Grand mère avec un fils et une fille. Le premier est parti dès qu'il eut 20 ans pour la guerre contre les Orques. Et la seconde est tombée amoureuse de la mauvaise personne : mon père.

Quand il l'a quittée pour une femme de son Peuple, elle s'est enfuit dans la Vieille Forêt en m'emportant avec elle et plus personne ne nous a jamais revues. Mémé ne chantait plus, ne cuisinait plus, ne mettait plus jamais le nez à la fenêtre, ni sa chaise sur le pas de sa porte pour écosser les petits pois avec ses voisines. Les enfants du quartier pouvaient bien faire tinter la cloche de cuivre sous le porche, il n'y avait plus d'odeur de biscuits qui s'échappaient de derrière les rideaux fleuris de sa cuisine.

Un jour un messager est venu au village, il a sonné, frappé et à moitié enfoncé la porte et au village on pensait que Mémé était sans doute morte depuis plusieurs semaines. On était sur le point d'appeler les Gardes quand elle a ouvert sa porte.

Deux heures plus tard Aubépine, sa bourrique grise, était attelée et elle partait. Elle partait affronter la Vieille Forêt, elle partait sur les traces de sa fille adorée chercher ce qu'il restait d'elle : moi.

Elle m'appelle Oya, comme Mère, je pense que dans son esprit trop frappé par la peine, elle pense que je suis Mère, redevenue enfant. Je n'ose la détromper. Quand elle se souvient, elle est triste, ses yeux mauves se lèvent vers le ciel, pâlissent jusqu'à sembler presque aveugles, les rides de joie et de friponnerie de son visage s'affaissent.

Alors pour la protéger, je me tais et je me laisse grandir à l'ombre de son tablier à fleurs, à la douceur de ses chansons, aux longues heures de cueillettes et aux siestes au bord des rivières.
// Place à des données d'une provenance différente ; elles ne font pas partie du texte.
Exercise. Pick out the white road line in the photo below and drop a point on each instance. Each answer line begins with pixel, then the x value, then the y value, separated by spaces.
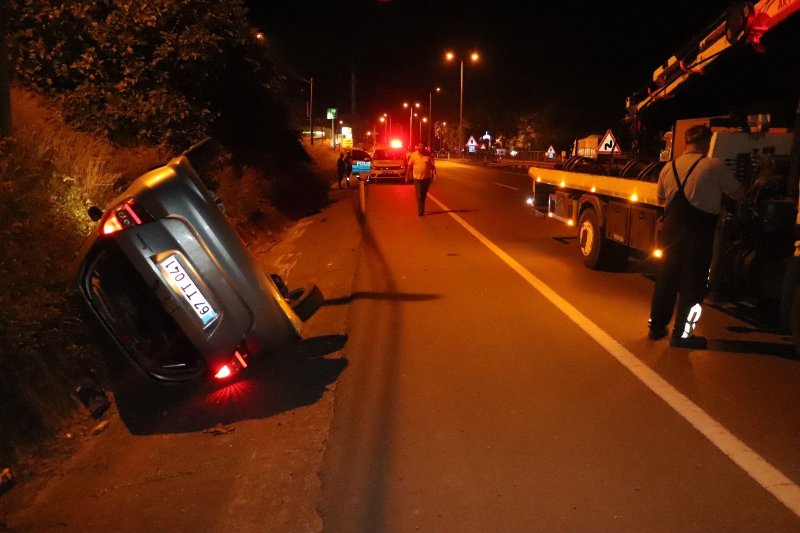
pixel 769 477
Elle vit dans un autre monde, où son fils va revenir demain, et où sa fille est toujours à ses côtés.

Gare à celui qui oserait briser son équilibre fragile, car aujourd'hui je sais me battre et je n'ai pas hérité de sa lumineuse et tranquille joie de vivre, moi,  je frappe ... pour tuer. Au village, on dit que je suis mauvaise, que je tiens de mon Père. Ils font bien de se méfier.

Car je serai sans pitié pour la protéger.